GKSA synods have been looking at the issue of women in church leadership since the 1930s. Coubus Snyman, an elder and farmer in Koster, said, “This feels like the right thing to do. I prayed for this.”

Dries du Plooy, dean of the denomination’s seminary attached to the state university, Potchefstroom University for Christian Higher Education, said: “The gifts of God do not relate to a person’s gender. Men can be called to more than one service and so can women.”


Although women have a vote on church matters, they have not been allowed in the three offices of deacon, elder and pastor. Women students, however, attend the church’s seminary and participate fully with their male colleagues but cannot be ordained.

The church, which has close ties with the Christian Reformed Church in North America, has about 300 congregations and 75,000 members.

_ Robin Gallaher Branch

Quote of the Day: Science Journalist Michael Guillen

(RNS) “It’s kind of like being gay in the military: Don’t ask, don’t tell.
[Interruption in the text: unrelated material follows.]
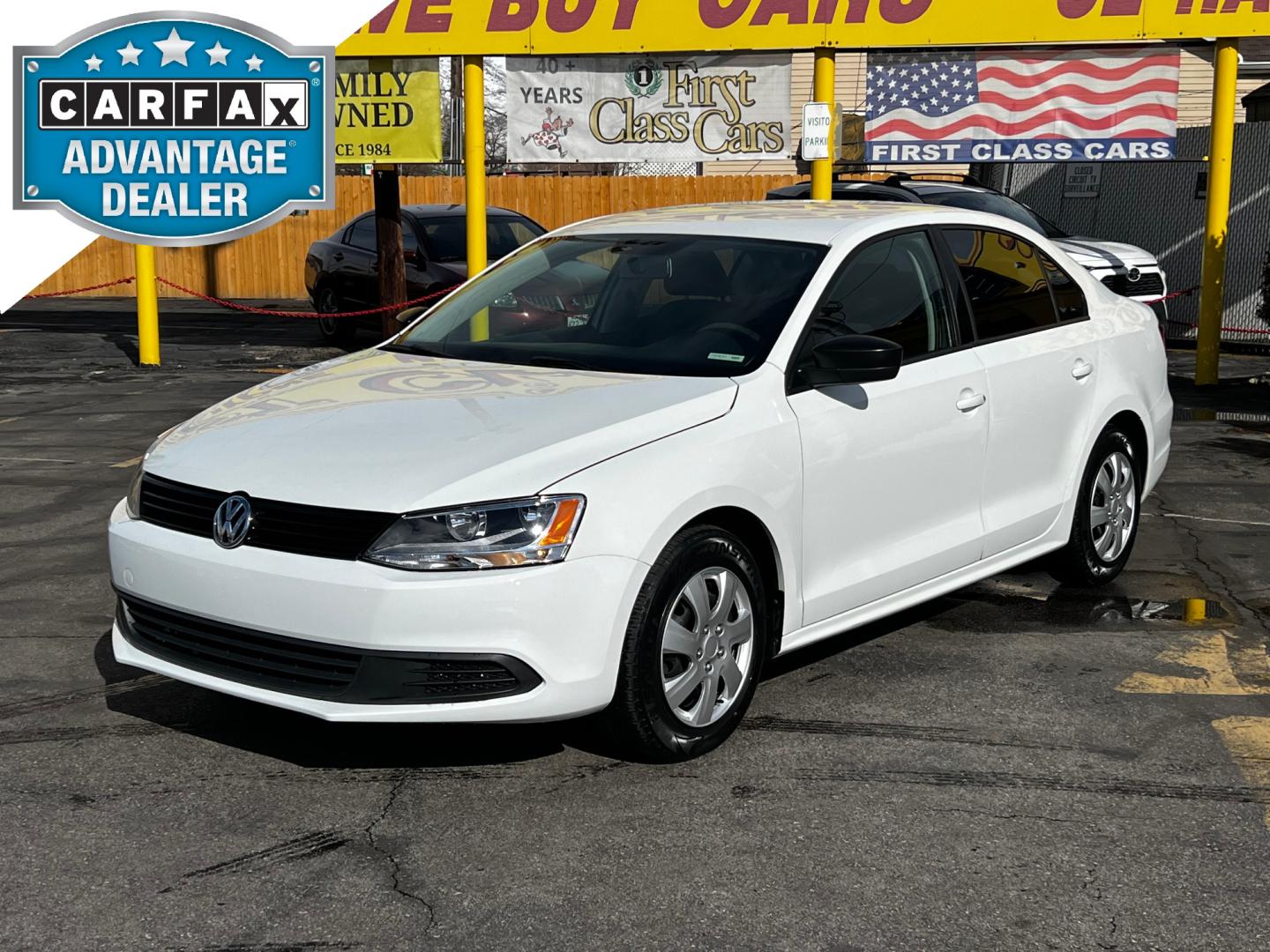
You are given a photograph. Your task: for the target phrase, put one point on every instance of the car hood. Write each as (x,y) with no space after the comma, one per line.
(398,432)
(1095,253)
A belief in God isn’t the norm, much less believing in Jesus being the son of God. That’s like a double whammy, and I have been reluctant to talk about it.”

_ Michael Guillen, the former science reporter for ABC News, who offered to test a cloning-services company’s claim that it had cloned a human being. He was quoted by Beliefnet, an interfaith Web site, in an interview that asked if his Christian beliefs are uncommon in scientific and journalistic circles.